Adams wanted to coach Green back when he was on Tom Thibodeau’s staff with the Chicago Bulls. They had a defense-first identity, and he thought Green would fit right in after four years at Michigan State.

“We loved his upside, but in terms of what he brought, we thought he was a player who could play immediately,” Adams said. “He had kind of a crude game, not a polished game, but so many things were in place that indicated that he was going to be a really good pro basketball player, at least in our minds.”

Instead, the Bulls front office selected Marquis Teague with the No. 29 pick in the 2012 draft. A couple of seasons later, Teague was out of the league and Adams was on Steve Kerr’s coaching staff in Golden State. When Green got his big break because of an injury to David Lee, his ascendance was “pretty profound, and it was pretty immediate,” Adams said. When they won the championship, they did it with the 6-foot-7 Green starting at center. 

“A defensive player like Draymond, a team player like Draymond can really affect the course of a franchise,” Adams said. “And he’s certainly helped do that here.” 

Other coaches and executives have been looking for their Draymonds ever since. He and the Warriors showed the league how a Swiss Army knife guarding all five positions can be even more valuable than a behemoth protecting the paint. At times when Green has struggled with other parts of his game, Adams has reminded him that all he really has to do is be himself. 

“I say, ‘Draymond, you’re a unique person. In your lane, there’s no one like you. And it’s important that you understand that,’” Adams said. “What he does sometimes is the work part of it, the redundant part of it to some people, but it is, to me, it’s just like the essence of being a winner.”

Draymond Green finals media
Draymond Green is rarely at a loss for words. USATSI

It might be a strange image, this professor of basketball partnering with one of the most aggressive and emotional players in the league. Adams loves the joy that Green takes in getting stops, though, and their shared dedication to that art form has led to an understanding.

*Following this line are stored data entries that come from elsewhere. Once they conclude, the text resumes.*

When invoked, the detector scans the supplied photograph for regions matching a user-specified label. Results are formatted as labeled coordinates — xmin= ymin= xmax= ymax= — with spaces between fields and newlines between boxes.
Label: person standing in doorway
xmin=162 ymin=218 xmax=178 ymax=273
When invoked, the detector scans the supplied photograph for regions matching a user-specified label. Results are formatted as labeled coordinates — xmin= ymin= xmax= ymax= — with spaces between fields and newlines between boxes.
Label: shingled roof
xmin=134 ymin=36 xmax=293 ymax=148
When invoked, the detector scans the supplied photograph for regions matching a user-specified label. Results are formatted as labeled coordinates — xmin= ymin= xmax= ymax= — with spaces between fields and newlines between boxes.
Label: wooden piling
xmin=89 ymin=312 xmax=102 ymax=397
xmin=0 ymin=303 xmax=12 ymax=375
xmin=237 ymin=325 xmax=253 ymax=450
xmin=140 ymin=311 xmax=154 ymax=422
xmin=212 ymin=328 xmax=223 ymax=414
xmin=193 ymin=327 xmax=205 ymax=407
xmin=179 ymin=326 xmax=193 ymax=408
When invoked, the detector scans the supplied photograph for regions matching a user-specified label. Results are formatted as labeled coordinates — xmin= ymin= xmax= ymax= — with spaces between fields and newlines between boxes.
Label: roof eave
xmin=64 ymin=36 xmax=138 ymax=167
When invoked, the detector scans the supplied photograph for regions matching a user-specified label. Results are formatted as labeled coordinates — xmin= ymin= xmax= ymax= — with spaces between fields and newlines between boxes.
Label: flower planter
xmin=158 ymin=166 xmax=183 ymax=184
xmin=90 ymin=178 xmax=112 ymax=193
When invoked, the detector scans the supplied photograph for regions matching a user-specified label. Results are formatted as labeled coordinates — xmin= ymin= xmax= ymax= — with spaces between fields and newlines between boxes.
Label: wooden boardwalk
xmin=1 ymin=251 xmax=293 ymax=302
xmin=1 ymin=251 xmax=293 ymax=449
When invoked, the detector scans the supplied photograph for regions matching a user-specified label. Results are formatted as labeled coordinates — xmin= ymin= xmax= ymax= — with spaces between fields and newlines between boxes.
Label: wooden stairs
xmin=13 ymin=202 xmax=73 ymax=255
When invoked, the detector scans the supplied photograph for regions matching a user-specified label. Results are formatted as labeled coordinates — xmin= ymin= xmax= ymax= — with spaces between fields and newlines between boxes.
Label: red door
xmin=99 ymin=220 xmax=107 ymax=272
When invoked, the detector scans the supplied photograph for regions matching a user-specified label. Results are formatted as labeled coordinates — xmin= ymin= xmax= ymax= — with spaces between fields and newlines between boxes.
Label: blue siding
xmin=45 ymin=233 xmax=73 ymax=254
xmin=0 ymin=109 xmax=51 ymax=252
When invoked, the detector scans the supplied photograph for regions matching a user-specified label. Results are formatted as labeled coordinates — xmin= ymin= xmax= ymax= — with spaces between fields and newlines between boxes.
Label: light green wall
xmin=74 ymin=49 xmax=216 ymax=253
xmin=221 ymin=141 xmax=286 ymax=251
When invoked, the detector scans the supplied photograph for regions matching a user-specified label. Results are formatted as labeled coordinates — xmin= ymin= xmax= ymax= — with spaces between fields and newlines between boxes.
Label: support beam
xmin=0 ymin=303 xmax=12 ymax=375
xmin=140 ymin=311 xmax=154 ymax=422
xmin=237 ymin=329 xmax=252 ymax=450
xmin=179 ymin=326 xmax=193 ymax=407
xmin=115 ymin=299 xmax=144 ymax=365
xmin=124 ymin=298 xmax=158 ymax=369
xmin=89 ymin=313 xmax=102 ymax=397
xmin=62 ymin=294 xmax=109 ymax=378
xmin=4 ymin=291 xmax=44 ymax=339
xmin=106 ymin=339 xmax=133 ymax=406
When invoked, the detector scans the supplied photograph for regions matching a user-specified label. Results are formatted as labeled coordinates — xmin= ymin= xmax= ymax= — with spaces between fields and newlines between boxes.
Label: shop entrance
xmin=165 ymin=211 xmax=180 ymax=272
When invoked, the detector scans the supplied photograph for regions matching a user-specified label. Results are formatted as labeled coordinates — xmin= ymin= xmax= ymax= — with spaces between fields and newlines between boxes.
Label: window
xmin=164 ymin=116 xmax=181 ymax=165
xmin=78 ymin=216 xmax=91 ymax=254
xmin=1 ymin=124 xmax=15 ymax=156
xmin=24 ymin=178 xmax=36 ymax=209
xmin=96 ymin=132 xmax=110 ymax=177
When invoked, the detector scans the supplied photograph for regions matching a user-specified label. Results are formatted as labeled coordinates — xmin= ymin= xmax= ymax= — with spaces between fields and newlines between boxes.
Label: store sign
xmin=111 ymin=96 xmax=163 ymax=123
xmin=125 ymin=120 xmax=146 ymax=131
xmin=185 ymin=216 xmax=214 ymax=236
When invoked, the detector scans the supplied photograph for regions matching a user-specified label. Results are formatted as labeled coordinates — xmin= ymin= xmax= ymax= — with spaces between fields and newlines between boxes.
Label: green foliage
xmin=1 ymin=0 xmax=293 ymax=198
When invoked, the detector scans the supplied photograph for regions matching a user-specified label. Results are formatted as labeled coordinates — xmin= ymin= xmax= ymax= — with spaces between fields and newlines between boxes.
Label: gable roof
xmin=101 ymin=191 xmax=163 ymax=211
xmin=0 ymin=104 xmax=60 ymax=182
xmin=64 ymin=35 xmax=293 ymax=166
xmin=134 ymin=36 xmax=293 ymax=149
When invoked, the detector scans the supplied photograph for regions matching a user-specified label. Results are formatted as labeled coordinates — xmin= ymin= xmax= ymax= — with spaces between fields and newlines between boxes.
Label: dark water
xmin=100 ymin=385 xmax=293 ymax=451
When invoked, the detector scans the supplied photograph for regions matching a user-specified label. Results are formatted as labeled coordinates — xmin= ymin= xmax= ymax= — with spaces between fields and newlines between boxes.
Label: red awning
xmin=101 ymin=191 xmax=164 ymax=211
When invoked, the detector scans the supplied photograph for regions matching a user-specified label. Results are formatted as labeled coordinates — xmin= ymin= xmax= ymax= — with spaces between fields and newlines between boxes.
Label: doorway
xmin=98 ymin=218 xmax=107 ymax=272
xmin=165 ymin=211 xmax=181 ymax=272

In their three years together, Adams has seen all of Green’s ups and downs. There was the halftime screaming match in Oklahoma City, the suspension during the Finals. There were also all sorts of accolades, triple-doubles and game-saving plays. The two of them have a good rapport, partially because they can both be blunt in their assessments and adamant about their beliefs. 

“He coaches me and I coach him,” Adams said. “And by that I simply mean he is, to me, a coach on the floor. Especially at the defensive end of the floor. He also does things at the offensive end of the floor that are special, but we’re talking defense now. He has the ability to analyze the game, he has strong opinions about the way things should be done. There are times that he wants to amend what we’ve proposed to do, and that’s something that I accept.”

Green isn’t afraid of pulling teammates aside and instructing them during games. Adams said “he can step on people’s toes” sometimes, but has become a much better leader than he was three years ago. In fact, Green is so invested in helping his teammates that Adams would be surprised if Green didn’t find himself in Adams’ shoes eventually. 

“He’s going to be a tremendous coach,” Adams said. “I think he wants to coach. He’ll probably have to modify a little bit, and certainly age will do that for him, but he’s going to be an extremely, extremely talented coach. And again, I think those traits that he has in that regard serve him very well now -- this budding coach kind of mentality that he does have, that he brings to a game.

“He’s a basketball nut,” Adams added. “He loves the game. He studies the game.”

Picture this: In a decade or so, Green is on the sideline. Maybe he’s still in the Bay Area, maybe he’s back in East Lansing. He’s wearing a suit, maybe expressing a difference of opinion with an official, and still, of course, completely tuned in to the rhythm of the game.

“The thing that makes you great can never leave you, and the thing that makes him great is his drive and the dynamic nature of how he does things,” Adams said. “When you’re that kind of a player sometimes you can ruffle people’s feathers, but so be it. That’s who he is.”